McIlroy enjoyed a distinguished career at Bell Laboratories, part of AT&T, now part of Lucent Technologies, retiring in 1997 to begin teaching at Dartmouth. At Bell, he was the head of the Computing Techniques Research Department from 1965 to 1986, and after was a Distinguished Member of the Technical Staff. Best known as the birthplace of the Unix operating system, his department did a variety of theoretical and applied research in programming languages, compilers, operating systems, design verification, algorithms, computational complexity, text processing, graphics, image processing, and computer security.

"One of the most rewarding aspects of my work at Bell Labs was to follow the careers of people who joined my department," says McIlroy. "Many have gained distinction in the field.
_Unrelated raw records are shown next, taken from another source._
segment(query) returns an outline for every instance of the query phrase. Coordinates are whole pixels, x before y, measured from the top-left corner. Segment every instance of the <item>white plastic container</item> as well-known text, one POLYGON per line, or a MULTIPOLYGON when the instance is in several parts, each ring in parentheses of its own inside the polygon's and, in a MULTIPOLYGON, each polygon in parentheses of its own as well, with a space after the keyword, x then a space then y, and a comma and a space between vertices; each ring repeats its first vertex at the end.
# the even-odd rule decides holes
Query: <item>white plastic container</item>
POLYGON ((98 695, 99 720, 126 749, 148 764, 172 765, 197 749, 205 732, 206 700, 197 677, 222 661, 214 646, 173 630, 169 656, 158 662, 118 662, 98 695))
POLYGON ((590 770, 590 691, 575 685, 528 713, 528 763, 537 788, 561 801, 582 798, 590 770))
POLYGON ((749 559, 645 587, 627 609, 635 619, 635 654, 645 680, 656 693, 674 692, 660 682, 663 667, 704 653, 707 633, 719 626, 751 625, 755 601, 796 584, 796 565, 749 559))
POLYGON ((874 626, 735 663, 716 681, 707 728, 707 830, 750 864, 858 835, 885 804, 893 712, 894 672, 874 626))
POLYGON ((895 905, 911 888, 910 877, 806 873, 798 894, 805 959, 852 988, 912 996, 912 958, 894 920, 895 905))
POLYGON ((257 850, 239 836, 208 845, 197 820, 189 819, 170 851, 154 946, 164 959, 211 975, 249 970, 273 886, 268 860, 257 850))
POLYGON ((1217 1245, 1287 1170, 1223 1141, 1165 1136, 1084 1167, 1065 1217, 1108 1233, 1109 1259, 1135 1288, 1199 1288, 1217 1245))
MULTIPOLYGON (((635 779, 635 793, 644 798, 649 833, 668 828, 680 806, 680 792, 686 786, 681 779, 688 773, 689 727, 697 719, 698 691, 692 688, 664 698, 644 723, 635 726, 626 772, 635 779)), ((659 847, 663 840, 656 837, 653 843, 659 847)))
I like to believe that, though the talent was theirs, our environment helped that talent bloom, and that to a considerable extent the NAE selection celebrates that environment."

McIlroy participated in the design of PL/I, a general-purpose programming language of the 1960's, and also contributed to the present-day C++ language. He wrote unusual compilers for PL/I, Altran (a language for algebraic manipulation), Lisp and TMG (a tool for compiler-writers). Long interested in stream processing, he conceived Unix "pipes", which allow programs to work together with no knowledge of each other, and perfected stream-based methods for processing infinite series that occur in mathematical analysis. The notion of "language extension" arose from his early work in macroprocessors, and "software components" from a 1968 NATO paper. His more recent research has addressed multilevel security for Unix, ultimately accurate bitmap graphics, and full-text indexing. Among his many accolades is the Usenix Association's lifetime achievement award, called The Flame, "for over fifty years of elegant contributions to Unix and programming,"

A parent of a 1988 Dartmouth graduate, he and his wife "got to know Hanover and realized it would be a great place to pursue our joint interests in things cultural and natural. It has fully lived up to our expectations. Like so many others at Dartmouth, we've gotten fully engaged in outdoor and conservation activities. And I've finally realized the dream of teaching that I indefinitely postponed because life at Bell Labs was so much fun."

The NAE is one of the National Academies, which also includes the National Academy of Sciences (NAS), the Institute of Medicine (IOM), and the National Research Council (NRC). According to its website, the NAE's more than 2,000 peer-elected members "provide the leadership and expertise for numerous projects focused on the relationships between engineering, technology, and the quality of life."